Solar, wind, battery storage, energy efficiency, and demand flexibility can reliably replace coal in Alberta at less cost than new gas plants, according to “game-changing” new analysis released last week by the Calgary-based Pembina Institute.

“Canadians don’t need to make financial sacrifices when choosing clean, renewable sources of electricity—the low-carbon option is cheaper for consumers, without subsidies, and delivers the same services as natural gas,” said National Strategy Director Josha MacNab. 

“This is a game changer,” MacNab noted. “Clean energy portfolios are reliable, economically viable, and technologically practical.

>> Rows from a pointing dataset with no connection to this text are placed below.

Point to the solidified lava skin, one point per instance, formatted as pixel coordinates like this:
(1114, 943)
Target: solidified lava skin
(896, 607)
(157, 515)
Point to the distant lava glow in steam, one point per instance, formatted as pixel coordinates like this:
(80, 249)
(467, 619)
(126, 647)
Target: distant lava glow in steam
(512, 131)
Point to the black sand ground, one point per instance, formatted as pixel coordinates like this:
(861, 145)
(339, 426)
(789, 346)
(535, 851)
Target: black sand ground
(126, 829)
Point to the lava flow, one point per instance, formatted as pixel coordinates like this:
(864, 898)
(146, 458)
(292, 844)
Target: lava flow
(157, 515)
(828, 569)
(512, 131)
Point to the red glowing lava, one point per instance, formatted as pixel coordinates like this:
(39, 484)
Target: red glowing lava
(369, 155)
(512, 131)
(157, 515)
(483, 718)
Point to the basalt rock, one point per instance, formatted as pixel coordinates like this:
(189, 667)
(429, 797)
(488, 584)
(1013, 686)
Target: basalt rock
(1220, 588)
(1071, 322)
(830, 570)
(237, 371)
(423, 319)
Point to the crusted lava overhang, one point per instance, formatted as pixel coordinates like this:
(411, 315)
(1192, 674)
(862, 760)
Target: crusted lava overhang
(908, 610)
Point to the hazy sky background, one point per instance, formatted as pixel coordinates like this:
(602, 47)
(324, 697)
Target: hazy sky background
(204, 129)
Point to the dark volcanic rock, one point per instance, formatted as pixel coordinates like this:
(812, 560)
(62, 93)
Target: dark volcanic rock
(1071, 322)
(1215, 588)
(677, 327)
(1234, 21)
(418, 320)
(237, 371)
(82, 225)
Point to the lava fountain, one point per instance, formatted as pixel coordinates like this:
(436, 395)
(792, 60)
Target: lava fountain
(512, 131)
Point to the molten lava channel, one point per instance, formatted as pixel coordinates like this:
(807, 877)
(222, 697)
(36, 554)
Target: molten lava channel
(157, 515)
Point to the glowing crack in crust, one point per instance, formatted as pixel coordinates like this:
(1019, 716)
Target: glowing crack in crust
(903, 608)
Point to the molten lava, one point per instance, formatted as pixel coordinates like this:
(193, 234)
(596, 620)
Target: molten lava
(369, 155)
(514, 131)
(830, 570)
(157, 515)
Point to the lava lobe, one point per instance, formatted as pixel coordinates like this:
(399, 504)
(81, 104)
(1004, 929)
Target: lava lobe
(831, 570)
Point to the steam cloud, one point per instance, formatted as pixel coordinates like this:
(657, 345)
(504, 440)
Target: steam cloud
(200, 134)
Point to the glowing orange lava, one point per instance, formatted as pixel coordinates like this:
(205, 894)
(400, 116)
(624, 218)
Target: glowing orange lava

And that will be good for our wallets as well as for human health and the health of the planet.”

“Clean energy portfolios offer employment and economic development opportunities that should be paired with training and support programs so Albertans have careers in the rapidly-expanding global clean energy industry,” said Pembina Alberta Director Duncan Kenyon.

“Across Alberta, municipal leaders want to bring the benefits of renewable energy development to their communities,” added Clean Energy Director Binnu Jeyakumar. “This study proves they’re on the right path.”

The study shows the combination of technologies providing “the same services as new gas plants, even in peak demand scenarios,” Pembina writes in a release. “The analysis, which uses modelling provided by the Rocky Mountain Institute, shows that when the lifetime output from portfolios of renewable energy is compared against the energy generated at gas plants, the renewable energy will cost C$9 to $24 less per megawatt hour than energy from gas plants that generate power on a steady basis and those producing it at peak hours.”

The savings are largely due to the plummeting cost of renewables and storage, Pembina adds—a trend that is set to continue in the years ahead. “The technology prices of wind, solar, and battery and energy storage have fallen by 66%, 86%, and 73% respectively since 2009-10,” the release notes, and “data from 2017 suggest wind and solar power sources are already more economical to run than coal or nuclear power plants.”

While the analysis was limited to one Canadian province, “the positive results show the need to conduct further analysis in Saskatchewan, New Brunswick, and Nova Scotia,” Pembina adds. “All of those provinces, like Alberta, will be considering new energy options as coal plants are phased out over the next decade.”